Xerox Holdings (NASDAQ:XRX) delivered a complex set of fourth-quarter results on Thursday, highlighting both the massive scale of its recent acquisitions and the persistent challenges of its structural overhaul.
The Norwalk, Connecticut-based company reported revenue of $2.03 billion, a 25.7% increase over the prior year, primarily driven by the first full quarter of Lexmark’s contributions.
However, on a pro forma basis—which accounts for the acquisitions as if they had occurred a year ago—revenue actually declined 9%, reflecting a cooling market for traditional office hardware.
The company's bottom line remains under pressure from integration costs and tariff-related headwinds.

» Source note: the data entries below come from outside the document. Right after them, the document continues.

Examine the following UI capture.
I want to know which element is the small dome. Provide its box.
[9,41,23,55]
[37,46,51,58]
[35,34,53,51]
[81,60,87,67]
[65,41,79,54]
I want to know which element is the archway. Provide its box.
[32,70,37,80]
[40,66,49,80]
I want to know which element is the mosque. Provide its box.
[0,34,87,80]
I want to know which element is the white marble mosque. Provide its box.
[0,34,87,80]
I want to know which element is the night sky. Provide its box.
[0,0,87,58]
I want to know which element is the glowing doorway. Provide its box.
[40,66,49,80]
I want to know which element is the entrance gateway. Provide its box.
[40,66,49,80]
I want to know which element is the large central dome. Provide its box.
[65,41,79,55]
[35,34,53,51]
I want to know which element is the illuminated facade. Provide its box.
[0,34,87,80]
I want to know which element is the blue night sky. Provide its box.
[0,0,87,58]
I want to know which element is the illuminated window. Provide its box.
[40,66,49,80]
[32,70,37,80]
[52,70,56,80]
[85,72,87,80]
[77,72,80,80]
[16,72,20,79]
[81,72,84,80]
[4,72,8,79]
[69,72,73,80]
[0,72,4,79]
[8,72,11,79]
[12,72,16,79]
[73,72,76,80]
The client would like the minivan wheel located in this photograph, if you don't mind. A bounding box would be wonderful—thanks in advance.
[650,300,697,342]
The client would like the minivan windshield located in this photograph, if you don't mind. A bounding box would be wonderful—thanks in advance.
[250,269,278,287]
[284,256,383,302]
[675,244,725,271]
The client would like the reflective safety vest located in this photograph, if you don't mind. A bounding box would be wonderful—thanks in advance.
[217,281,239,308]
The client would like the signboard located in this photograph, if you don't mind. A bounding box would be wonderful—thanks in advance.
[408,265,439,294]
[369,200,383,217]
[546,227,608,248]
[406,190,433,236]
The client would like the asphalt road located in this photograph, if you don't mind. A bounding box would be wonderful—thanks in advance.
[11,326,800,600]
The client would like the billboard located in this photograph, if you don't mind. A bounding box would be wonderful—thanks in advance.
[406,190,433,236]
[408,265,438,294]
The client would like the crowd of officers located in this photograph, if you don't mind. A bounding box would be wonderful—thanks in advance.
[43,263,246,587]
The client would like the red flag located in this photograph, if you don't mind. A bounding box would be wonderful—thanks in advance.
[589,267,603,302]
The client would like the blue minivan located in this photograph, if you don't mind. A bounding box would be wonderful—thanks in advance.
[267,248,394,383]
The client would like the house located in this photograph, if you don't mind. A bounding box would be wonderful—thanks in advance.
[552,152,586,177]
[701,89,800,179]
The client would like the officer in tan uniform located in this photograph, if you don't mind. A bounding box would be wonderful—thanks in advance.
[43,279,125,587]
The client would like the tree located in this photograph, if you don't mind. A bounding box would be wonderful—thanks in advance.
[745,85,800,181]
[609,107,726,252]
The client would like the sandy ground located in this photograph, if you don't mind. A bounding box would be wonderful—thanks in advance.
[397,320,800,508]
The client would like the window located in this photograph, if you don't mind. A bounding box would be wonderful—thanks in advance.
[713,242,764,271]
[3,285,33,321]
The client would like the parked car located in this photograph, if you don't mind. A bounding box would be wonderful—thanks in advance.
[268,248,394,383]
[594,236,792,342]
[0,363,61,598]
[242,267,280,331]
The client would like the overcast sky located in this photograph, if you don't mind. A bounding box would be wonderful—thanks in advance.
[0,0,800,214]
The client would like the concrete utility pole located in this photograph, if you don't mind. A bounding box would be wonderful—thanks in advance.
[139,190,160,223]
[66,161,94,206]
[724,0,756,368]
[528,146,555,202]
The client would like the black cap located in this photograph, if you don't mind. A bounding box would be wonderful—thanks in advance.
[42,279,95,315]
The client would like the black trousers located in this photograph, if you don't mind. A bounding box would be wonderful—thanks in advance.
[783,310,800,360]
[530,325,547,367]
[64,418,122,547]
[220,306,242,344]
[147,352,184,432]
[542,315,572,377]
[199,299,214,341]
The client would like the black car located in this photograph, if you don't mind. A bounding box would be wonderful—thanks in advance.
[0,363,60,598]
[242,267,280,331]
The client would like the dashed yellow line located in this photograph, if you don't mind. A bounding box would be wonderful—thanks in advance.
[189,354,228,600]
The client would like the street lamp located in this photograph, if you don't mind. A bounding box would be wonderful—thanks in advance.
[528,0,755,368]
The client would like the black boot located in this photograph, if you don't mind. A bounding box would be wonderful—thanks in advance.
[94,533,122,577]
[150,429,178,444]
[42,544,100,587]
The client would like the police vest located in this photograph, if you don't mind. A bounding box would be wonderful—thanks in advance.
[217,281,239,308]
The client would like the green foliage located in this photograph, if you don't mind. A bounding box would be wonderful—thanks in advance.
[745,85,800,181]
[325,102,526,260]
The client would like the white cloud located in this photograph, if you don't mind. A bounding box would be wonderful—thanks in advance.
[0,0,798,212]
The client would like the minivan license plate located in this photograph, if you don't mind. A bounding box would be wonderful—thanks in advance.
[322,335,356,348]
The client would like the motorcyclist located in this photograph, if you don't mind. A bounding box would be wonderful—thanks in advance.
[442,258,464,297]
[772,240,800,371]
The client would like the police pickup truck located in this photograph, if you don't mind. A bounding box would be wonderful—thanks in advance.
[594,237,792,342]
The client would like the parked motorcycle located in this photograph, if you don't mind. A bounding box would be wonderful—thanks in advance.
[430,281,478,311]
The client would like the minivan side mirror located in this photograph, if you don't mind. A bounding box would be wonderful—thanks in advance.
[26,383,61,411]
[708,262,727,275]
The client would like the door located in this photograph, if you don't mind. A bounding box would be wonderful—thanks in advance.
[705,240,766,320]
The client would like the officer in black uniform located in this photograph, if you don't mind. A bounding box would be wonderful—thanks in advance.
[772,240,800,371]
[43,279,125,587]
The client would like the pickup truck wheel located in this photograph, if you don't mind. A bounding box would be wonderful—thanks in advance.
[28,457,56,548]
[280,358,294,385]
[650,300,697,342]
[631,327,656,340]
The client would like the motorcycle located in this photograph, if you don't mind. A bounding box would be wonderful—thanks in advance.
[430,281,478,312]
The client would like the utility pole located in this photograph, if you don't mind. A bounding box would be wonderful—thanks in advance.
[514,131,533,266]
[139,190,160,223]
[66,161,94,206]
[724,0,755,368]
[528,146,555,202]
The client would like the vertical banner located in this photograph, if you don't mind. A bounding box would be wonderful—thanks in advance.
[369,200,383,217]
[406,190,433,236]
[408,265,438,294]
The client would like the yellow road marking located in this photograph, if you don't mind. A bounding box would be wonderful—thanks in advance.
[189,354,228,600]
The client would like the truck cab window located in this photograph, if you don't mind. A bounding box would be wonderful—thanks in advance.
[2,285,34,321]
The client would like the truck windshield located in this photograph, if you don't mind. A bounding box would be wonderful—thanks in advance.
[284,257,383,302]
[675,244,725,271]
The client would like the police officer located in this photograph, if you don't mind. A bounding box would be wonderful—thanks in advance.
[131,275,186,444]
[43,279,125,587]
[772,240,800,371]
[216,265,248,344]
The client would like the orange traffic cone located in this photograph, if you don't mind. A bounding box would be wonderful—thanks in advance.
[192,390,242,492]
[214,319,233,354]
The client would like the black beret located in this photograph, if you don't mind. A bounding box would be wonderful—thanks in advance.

Xerox posted a GAAP net loss of $73 million, or $0.60 per share, while its adjusted net loss stood at $8 million.
Free cash flow for the quarter was $184 million, a significant drop from the $334 million generated in the same period last year.
For the full year 2025, Xerox reported total revenue of $7.02 billion and a GAAP net loss of $1.03 billion, though this was a notable improvement over the $1.3 billion loss recorded in 2024.
Looking ahead to 2026, the company issued 2026 revenue guidance of "above $7.5 billion" and expects adjusted operating income to climb to between $450 million and $500 million as it realizes over $200 million in synergies from the Lexmark and ITsavvy deals.